1 lbs. uncooked spaghetti
1/2 lbs. sliced fresh mushrooms
1 c. chopped onion
2 tbsp. olive oil
1/2 tsp. minced garlic
3 cans (10.75oz) condensed cream of mushroom soup, undiluted
3 c. cubed cooked turkey
1 c. chicken broth
1/3 c. sherry or additional chicken broth
1 tsp. Italian Seasoning
3/4 tsp. pepper
2 c. grated Parmesan cheese, divided

1. Cook spaghetti according to package directions.
2. Meanwhile, in a Dutch oven, saute mushrooms and onion in oil until tender.  Add the garlic, cook 1 minute longer.  Stir in the soup, turkey broth, sherry Italian seasoning, pepper, and 1 cup cheese.  Drain spaghetti; stir into turkey mixture.

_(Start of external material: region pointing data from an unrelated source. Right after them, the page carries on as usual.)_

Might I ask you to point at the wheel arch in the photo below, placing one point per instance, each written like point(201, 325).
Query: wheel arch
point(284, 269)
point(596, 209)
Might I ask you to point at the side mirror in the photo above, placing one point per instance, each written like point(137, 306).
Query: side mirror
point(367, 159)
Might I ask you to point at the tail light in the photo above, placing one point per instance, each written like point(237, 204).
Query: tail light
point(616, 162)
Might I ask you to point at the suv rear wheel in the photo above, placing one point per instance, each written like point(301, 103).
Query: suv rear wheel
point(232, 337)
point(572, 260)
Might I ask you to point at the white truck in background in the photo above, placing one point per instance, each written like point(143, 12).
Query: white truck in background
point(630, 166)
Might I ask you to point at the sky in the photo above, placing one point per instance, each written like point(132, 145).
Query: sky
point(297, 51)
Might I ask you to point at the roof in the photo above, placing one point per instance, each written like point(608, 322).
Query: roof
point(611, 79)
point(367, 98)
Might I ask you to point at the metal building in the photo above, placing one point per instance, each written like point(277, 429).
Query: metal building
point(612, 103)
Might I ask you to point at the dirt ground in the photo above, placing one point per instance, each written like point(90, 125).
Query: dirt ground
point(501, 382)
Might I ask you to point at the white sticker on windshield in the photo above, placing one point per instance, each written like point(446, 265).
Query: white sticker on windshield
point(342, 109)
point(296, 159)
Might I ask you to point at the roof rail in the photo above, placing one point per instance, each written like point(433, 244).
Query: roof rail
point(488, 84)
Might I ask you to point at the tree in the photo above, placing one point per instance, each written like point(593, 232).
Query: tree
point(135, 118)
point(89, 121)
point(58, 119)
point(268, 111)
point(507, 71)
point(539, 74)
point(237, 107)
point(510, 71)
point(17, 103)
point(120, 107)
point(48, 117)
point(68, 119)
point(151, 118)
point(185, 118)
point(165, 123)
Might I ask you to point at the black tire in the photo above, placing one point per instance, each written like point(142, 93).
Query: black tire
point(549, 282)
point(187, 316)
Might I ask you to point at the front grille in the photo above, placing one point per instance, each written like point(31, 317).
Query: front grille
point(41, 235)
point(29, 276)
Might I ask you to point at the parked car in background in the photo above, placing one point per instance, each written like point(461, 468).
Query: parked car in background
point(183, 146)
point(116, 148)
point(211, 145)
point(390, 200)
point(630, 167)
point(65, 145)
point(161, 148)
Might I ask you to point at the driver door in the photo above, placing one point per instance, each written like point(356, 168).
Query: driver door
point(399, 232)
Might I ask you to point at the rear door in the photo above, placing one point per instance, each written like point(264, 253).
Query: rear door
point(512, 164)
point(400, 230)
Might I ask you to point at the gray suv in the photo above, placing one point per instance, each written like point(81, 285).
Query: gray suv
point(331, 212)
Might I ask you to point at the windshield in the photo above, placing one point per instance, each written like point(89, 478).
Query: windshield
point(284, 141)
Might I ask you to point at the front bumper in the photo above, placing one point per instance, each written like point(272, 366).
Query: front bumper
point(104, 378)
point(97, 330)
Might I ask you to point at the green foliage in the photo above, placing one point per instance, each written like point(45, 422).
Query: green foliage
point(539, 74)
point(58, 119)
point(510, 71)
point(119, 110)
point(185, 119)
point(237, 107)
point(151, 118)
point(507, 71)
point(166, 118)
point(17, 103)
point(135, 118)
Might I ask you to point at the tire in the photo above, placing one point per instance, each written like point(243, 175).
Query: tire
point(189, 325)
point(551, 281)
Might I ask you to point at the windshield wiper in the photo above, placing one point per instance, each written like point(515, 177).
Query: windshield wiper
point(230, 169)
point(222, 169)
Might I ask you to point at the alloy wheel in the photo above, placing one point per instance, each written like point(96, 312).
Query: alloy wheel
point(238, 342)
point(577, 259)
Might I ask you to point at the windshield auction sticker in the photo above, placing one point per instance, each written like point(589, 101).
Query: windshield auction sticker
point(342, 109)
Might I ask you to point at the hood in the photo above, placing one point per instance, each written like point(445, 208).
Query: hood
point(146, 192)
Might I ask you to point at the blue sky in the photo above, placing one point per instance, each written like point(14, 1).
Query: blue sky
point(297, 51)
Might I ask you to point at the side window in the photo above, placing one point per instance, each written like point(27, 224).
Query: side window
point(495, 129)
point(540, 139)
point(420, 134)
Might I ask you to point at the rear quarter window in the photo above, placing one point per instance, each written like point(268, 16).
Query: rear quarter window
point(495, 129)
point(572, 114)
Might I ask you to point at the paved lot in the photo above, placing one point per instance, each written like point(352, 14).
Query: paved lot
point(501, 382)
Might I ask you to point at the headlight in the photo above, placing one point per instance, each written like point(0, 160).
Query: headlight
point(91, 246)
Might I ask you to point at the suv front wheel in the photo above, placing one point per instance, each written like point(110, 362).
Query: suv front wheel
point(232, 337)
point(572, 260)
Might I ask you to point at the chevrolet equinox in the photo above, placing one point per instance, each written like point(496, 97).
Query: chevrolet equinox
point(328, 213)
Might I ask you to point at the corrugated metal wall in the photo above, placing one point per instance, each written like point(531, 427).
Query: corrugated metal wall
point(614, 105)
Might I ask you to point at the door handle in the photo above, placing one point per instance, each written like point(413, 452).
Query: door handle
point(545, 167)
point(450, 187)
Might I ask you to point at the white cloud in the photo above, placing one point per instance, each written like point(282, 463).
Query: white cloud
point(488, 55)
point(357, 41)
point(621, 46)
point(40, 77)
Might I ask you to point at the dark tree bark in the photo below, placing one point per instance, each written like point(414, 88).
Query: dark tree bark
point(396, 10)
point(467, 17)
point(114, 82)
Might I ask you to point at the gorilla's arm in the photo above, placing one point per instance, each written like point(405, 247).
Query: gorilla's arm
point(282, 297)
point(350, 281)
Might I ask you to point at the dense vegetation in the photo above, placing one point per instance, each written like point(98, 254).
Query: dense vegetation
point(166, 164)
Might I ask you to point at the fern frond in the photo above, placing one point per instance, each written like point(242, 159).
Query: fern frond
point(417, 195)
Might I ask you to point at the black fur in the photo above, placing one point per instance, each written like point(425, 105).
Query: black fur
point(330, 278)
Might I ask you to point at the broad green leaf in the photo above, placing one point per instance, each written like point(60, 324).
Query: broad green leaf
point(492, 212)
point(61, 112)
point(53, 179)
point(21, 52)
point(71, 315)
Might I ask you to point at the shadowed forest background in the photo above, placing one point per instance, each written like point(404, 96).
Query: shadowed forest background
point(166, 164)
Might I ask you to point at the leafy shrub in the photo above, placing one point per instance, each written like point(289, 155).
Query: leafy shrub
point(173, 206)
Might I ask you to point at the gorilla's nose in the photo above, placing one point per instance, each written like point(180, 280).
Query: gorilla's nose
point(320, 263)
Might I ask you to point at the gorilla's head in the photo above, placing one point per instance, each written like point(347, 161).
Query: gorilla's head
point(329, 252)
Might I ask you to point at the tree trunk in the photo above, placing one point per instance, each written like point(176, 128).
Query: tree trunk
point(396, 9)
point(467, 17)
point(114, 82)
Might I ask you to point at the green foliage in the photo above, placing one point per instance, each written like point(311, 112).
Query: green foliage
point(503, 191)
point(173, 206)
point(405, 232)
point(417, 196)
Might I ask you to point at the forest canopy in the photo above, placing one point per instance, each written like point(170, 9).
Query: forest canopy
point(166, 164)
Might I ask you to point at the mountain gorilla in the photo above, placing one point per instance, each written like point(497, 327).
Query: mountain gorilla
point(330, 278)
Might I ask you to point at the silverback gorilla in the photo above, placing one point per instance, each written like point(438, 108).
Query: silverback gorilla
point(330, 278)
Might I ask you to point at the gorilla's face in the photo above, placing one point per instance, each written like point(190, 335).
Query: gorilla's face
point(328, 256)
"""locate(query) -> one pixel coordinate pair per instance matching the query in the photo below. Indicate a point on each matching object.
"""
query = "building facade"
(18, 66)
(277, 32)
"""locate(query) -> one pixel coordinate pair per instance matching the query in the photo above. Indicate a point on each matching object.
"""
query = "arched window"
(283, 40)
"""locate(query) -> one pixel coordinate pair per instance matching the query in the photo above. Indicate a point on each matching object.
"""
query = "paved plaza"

3. Transfer to two greased 8-inch square baking dishes.  Sprinkle with the remaining cheese.  Cover and freeze one casserole for up to 3 months.  Cover and bake the remaining casserole at 350 degrees for 30-40 minutes or until heated through.

To use Frozen Casserole:
Thaw in refrigerator overnight.  Remove from the fridge 30 minutes before baking.  Cover and bake at 350 degrees for 45 minutes.  Uncover; bake 5-10 minutes longer or until bubbly.